To create the prototype of OpiVoid, we first identified a major persona to create primary user flow and a Low-Fi prototype. After polishing the primary user flow, we generated a secondary user flow and started building the Hi-Fi prototype with Figma. At the same time, we also started constructing an iOS app through Swift.

Challenges we ran into

  • It is challenging to get into direct communication with people with OUD. This limits our ability to get first-hand information on the needs of our core users. We need to carefully address the information we get to protect the interviewees’ privacy and not stigmatize people with OUD.

  • Our App is a relatively complete speculative system with multiple features. It takes a lot of functionalities and pages to accomplish the App we aim to realize as we’re solving two stated problems at a time. Therefore it is very challenging for our software team and UI/UX team to produce the prototype in such a short period of time.

  • Because of limited user data, our App may miss some edge cases. We can address this issue after our App is officially launched.

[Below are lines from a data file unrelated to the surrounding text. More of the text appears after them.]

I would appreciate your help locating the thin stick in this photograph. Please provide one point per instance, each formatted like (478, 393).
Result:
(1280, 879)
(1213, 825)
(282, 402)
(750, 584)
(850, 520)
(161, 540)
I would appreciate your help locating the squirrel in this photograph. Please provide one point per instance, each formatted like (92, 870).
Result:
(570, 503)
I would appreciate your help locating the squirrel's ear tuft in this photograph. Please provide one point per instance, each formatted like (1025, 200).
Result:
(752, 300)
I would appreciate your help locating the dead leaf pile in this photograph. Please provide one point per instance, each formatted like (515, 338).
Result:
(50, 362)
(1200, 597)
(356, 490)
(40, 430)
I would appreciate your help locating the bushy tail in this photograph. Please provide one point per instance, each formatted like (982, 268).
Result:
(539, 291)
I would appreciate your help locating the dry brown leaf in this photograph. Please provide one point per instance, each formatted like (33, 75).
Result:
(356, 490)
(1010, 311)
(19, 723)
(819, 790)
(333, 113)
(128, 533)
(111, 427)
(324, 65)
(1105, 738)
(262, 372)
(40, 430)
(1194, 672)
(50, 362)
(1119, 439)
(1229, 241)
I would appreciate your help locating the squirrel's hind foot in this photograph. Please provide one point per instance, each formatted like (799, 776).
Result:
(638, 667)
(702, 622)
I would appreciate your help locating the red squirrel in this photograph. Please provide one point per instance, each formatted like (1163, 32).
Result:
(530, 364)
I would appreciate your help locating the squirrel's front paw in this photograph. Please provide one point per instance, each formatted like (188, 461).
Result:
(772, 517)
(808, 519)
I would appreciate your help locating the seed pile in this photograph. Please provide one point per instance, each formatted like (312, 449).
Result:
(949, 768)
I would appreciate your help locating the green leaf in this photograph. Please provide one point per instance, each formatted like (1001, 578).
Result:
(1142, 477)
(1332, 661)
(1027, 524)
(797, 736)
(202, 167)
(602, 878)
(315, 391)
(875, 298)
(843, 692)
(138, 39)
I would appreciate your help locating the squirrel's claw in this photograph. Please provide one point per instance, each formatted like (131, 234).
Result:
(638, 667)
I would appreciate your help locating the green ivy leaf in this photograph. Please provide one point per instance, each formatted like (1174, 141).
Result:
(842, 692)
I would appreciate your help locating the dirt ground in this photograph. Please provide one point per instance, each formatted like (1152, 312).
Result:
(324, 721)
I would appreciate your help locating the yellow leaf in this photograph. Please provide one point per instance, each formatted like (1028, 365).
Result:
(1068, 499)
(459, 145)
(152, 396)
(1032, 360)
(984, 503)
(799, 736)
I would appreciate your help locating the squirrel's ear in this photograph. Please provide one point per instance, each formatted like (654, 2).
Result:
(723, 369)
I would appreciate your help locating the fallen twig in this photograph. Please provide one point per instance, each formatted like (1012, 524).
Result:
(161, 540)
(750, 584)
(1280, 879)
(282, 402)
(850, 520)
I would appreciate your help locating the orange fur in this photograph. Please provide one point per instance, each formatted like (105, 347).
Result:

Accomplishments that we're proud of

  • Within 10 days, we formed a team of 6 and completed a functional prototype from scratch.

  • We focused on tackling a complex social challenge by taking account of a wide variety of stakeholders in a short amount of time.

  • We collaborated transdisciplinarily.

  • When facing unexpected difficulties, we were able to accept, adapt and change our solution quickly as a team.

What we learned

  • How to communicate with other strategists, researchers, and people who are helping OUD patients to translate user stories and needs into effective designs

  • How design, data research, and software development can be instrumental in helping people who use substances to better navigate, manage and thrive in online communities

  • How to tell our story verbally and visually

  • Help instill a human-centered and collaborative culture in the team

  • How to collaborate as a team with people from other backgrounds and deliver our work with understandable language

What's next for OpiVoid

  • As our platform grows, we will generate millions of lines of conversation records between our users. By leveraging the treatment plans, demographic info, and conversation records, we could use machine learning algorithms to train a live chat AI for producing customized opioid treatments.

  • We would also make our data easily accessible for researchers and institutions under privacy policy to foster academic research on opioid recovery.

  • We want to create a loop by converting recovered patients to certified peers, offering job opportunities for recovered patients, and at the same time, providing help to people who are still suffering from the epidemic.

  • Ultimately, we want to collaborate with the government, recovery centers, research institutions, and insurance companies to expand our service ecosystem and make OpiVoid the go-to platform for opioid recovery patients to share experiences, learn, and get professional help when they are lonely and helpless.